The United States District Court for the District of Maryland recently issued a Memorandum Opinion in Vance v. CHF International, wherein it held that the Defense Base Act (“DBA”) was the exclusive remedy for the plaintiffs’ tort claims. The plaintiffs in Vance were the personal representatives of an employee killed while driving to work in Peshawar, Pakistan. DBA benefits were paid following the employee’s death, but the plaintiffs sought tort damages in federal court.
The DBA is a uniform, federal compensation scheme for civilian contractors. It is the exclusive remedy for injured workers. See Fisher v. Halliburton, 667 F.3d 602, 610 (5th Cir. 2012). The decedent’s contract fell under the public works provision of the DBA. See 42 U.S.C. § 1651(a)(4). As explained by the court:
The work appears to constitute work performed under a service contract connected with a government-related construction project and work done in connection with the national defense. The Program indicates that it is being undertaken to counter extremist influences in Pakistan, which is a goal of the United States’ war on terror. The [P]rogram also includes construction projects such as rebuilding agricultural infrastructure in [Pakistan’s Federally Administered Tribal Area].

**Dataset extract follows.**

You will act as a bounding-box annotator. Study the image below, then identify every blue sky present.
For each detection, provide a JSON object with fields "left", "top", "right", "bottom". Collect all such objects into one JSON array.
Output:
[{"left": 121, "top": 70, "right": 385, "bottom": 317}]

In addition to the common law torts, the District Court also dismissed the plaintiffs’ intentional infliction of emotional distress claim. The court adopted the reasoning of the Fifth Circuit in Fisher, 667 F.3d at 618, which concluded that “allowing an injured employee to recover from his employer under this theory of intentional-tort liability would inject into the DBA’s workers’ compensation scheme an element of uncertainty at odds with the statute’s basic purpose: providing prompt reliev for employees, and limited and predictable liability for employers.”
Because the DBA applied, the tort suit could not be maintained.
Vance v. CHF Int’l, No. 11-3210, 2012 WL 2367075, slip op. (D. Md. June 20, 2012).